During follow-up the cumulative burden of major adverse cardiac events is substantial, amounting to 15–20% at 6–7 years,11,16 and reaching almost 50% at 10 years,24 despite significantly better survival in the SCAD group compared with matched ACS controls.24 New ACS presentation should prompt urgent assessment, and differential diagnosis should include SCAD progression, recurrent SCAD and stent-related complications.6,7 For new-onset or persistent stable angina, optimizing medical management using long-acting nitrates, calcium channel blockers and ranolazine is advised, coupled with stress imaging to guide the need for repeat coronary imaging. Invasive coronary angiography is preferred, although coronary CT has shown to be a valid follow-up technique, especially for proximal-to-mid vessel dissections and for those that were not stented.27,38

Given the prevalence of over 50% of EVAs found in SCAD patients when systematic screening is undertaken,11,12 a neck-to-pelvis imaging protocol is recommended,39 looking for arterial dilations, aneurysms, dissections, and tortuosity. Conventional angiography is the gold standard, but CT imaging (preferred to magnetic resonance)27 is a more feasible one-step approach, aiming at identifying the multifocal ‘string of beads’ appearance of FMD through assessment of the carotid, vertebral, renal, and ilio-femoral arteries. Since intracerebral aneurysms may be present in 7–11% of patients,7 some experts support additional cerebral screening with magnetic resonance or CT scan, especially when diagnostic criteria for FMD are present.12 The therapeutic implications of this routine screening and need for serial imaging are not well established, but given the prevalence of FMD, diagnosis might allow timely management of aneurysms or dissection in vital territories.
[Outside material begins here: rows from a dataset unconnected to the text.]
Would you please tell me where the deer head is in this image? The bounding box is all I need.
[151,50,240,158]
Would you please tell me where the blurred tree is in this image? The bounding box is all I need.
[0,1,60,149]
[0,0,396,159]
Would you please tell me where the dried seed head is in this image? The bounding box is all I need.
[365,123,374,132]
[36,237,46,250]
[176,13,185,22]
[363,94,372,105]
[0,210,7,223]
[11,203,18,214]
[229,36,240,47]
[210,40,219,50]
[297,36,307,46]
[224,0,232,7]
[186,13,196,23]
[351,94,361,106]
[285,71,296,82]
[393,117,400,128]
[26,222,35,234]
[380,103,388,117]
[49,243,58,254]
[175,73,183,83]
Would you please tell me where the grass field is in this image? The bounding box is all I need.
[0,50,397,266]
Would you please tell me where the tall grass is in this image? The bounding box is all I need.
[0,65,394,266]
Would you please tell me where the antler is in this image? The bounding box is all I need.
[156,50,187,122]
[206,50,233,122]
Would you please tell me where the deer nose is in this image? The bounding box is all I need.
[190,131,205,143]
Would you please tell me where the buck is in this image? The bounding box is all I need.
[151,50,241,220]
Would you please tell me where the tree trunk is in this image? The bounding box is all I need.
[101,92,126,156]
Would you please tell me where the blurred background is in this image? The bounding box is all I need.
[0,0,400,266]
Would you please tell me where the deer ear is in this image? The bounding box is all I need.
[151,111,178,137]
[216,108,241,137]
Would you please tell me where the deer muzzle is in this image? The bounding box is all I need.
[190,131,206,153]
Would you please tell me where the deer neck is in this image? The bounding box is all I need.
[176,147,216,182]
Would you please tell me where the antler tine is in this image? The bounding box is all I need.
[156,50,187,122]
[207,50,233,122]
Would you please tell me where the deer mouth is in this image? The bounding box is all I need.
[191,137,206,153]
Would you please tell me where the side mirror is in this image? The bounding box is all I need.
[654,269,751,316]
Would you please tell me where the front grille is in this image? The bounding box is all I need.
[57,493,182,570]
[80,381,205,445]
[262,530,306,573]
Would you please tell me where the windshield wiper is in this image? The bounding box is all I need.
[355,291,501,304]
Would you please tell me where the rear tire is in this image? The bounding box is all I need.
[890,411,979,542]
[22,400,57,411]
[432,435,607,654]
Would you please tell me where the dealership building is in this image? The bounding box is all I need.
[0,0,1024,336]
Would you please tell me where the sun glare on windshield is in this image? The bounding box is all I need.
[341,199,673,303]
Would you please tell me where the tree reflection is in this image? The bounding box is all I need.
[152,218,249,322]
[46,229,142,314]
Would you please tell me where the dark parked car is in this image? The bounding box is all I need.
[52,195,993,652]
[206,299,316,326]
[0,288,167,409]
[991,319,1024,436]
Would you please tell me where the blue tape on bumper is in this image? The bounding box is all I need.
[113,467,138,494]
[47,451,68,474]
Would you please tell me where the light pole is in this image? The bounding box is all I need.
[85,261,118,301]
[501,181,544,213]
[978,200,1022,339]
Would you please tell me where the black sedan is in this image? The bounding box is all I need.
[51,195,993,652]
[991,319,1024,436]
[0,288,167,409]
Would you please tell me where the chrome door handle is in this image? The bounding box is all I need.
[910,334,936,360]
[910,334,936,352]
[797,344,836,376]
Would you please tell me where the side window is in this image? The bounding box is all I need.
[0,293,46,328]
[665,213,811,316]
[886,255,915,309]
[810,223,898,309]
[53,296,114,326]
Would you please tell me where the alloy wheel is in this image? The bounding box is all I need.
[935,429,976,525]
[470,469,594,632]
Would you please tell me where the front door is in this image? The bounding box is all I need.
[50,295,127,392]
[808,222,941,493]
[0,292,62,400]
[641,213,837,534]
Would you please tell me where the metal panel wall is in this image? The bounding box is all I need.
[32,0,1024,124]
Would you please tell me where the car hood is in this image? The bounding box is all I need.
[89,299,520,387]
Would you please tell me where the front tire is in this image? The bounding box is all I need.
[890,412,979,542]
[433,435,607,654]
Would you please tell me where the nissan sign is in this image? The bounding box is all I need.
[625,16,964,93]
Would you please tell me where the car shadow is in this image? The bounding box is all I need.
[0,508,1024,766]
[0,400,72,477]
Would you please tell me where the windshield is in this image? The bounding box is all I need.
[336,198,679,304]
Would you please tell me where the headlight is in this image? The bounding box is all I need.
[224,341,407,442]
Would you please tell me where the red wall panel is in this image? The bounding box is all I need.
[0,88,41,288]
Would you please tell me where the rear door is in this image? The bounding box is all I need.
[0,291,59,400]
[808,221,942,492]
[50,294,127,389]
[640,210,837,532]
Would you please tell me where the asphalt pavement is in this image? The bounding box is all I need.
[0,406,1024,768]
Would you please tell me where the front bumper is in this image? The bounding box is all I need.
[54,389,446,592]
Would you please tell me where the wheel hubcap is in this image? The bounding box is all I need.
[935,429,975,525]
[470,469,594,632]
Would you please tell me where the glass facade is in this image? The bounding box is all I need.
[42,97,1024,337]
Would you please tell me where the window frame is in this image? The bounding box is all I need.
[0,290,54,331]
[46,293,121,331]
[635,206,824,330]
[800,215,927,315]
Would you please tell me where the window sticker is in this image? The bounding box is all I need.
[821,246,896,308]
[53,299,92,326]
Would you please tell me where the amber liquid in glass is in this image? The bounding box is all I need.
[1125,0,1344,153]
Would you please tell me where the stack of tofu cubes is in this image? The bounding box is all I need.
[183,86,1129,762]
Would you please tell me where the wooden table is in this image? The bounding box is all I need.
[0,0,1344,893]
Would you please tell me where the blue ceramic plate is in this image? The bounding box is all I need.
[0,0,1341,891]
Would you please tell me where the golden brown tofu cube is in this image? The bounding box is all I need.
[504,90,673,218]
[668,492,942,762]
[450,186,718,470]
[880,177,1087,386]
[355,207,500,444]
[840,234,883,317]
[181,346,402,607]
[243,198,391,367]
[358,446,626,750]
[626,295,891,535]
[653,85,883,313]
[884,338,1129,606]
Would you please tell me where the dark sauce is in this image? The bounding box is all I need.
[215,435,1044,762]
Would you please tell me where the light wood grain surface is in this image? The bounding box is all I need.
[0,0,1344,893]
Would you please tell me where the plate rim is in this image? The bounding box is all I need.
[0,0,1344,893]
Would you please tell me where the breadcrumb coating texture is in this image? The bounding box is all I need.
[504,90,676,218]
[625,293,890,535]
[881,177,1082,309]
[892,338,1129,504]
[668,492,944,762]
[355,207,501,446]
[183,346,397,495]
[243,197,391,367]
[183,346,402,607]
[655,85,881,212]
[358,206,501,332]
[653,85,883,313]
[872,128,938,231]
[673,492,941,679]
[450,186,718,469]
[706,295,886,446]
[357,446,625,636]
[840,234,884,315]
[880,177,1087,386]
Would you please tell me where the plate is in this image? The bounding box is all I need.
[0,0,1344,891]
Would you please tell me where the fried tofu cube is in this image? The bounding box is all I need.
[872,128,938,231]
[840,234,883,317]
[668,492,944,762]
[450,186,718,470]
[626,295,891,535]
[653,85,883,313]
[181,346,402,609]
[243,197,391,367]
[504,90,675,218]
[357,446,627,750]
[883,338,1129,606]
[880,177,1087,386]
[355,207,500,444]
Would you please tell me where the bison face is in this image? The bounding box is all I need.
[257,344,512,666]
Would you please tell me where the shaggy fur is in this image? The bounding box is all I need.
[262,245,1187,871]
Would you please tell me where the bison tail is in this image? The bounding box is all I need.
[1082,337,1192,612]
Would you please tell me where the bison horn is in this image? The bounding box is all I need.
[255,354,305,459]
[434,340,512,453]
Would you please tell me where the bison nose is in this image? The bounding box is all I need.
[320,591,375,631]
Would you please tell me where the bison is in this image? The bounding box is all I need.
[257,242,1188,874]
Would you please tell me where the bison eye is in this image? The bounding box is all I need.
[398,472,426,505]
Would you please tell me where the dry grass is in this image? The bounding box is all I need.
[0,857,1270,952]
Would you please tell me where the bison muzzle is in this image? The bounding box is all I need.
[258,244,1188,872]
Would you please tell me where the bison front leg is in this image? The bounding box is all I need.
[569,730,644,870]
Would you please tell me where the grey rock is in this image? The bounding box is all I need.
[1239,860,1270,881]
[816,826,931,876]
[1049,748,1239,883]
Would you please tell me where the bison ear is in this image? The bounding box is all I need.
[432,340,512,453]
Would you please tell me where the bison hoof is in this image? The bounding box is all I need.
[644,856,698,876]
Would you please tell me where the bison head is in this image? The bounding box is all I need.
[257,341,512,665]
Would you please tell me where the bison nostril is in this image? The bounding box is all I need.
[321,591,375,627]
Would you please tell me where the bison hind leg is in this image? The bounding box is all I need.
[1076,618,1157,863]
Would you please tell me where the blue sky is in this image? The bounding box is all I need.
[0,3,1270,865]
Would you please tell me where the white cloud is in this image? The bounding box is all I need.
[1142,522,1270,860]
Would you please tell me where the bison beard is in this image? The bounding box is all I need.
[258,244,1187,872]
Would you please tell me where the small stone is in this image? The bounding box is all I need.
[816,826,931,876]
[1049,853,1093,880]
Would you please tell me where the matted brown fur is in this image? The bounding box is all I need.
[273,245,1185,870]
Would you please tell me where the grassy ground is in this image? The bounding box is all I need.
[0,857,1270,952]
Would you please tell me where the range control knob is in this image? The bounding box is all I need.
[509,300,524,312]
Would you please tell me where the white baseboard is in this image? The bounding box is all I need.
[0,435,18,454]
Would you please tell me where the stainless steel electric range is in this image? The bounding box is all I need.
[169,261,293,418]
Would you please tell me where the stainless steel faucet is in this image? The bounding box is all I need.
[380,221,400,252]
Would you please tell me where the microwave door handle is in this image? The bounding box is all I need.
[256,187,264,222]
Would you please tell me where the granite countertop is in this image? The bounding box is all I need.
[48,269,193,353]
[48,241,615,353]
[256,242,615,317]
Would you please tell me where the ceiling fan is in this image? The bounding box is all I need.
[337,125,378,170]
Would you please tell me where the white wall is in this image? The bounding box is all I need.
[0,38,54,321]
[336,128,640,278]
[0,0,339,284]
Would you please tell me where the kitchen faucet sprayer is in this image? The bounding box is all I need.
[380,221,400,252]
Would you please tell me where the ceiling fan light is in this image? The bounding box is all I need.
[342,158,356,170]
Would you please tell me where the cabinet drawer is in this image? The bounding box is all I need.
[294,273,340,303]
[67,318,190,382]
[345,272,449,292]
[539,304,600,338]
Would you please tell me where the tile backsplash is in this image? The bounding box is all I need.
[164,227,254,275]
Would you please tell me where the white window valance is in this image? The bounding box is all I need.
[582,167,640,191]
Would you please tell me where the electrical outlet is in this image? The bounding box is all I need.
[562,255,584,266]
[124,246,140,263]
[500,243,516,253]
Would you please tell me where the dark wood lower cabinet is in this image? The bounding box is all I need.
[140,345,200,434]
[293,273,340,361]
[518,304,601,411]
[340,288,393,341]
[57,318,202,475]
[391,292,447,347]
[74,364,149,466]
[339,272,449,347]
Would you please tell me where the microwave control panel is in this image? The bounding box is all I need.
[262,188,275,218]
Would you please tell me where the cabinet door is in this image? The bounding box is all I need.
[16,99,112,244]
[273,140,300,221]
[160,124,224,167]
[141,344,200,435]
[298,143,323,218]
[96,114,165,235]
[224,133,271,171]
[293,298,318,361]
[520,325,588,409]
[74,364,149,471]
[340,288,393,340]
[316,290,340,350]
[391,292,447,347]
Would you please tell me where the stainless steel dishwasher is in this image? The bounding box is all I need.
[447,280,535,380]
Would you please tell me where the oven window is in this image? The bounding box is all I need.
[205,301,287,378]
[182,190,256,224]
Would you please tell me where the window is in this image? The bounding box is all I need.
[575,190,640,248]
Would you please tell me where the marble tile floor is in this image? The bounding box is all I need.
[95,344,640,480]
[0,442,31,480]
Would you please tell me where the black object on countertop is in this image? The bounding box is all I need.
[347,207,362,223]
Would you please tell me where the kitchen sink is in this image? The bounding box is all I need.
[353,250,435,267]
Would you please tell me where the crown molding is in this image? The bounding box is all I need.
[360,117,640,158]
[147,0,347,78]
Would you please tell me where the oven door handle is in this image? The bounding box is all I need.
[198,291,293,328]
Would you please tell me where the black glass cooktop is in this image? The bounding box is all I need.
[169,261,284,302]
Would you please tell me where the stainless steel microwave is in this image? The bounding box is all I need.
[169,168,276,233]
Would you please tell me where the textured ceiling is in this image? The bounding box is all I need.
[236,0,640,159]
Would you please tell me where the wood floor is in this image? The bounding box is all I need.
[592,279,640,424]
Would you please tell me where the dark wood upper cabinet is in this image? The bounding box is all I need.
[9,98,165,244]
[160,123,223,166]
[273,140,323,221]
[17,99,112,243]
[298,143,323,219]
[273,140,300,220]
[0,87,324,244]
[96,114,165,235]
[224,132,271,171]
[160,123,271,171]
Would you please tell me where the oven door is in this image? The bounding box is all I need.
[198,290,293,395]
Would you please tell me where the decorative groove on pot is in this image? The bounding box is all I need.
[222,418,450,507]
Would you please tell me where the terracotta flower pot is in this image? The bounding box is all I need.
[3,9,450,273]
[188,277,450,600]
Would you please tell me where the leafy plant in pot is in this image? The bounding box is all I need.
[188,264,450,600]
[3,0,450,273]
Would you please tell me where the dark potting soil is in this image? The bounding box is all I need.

Other than in patients diagnosed with genetically linked vasculopathies, genetic testing and familial screening are unnecessary, as no monogenic cause for SCAD has been identified and few familial cases have been reported.1,6

SCAD patients are diagnosed with a rare, sometimes life-threatening condition, for which scientific evidence is scarce compared to other areas in cardiology, making patient education and expectation management challenging. Currently, international registries, such as the ongoing EURObservational Research Programme SCAD registry, aim to prospectively and retrospectively assess large cohorts of SCAD patients, aiming to expand knowledge and improve care of this challenging clinical entity.

SCAD is an increasingly recognized but incompletely understood cause of ACS in young and otherwise healthy patients. Favorable short-term outcomes following conservative therapy contrast with high recurrence rates and long-term morbidity, requiring close follow-up for cardiac events. Prospective studies targeting pathophysiologic pathways and the role of disease specific interventions are warranted to improve SCAD prognosis.

The authors have no conflicts of interest to declare.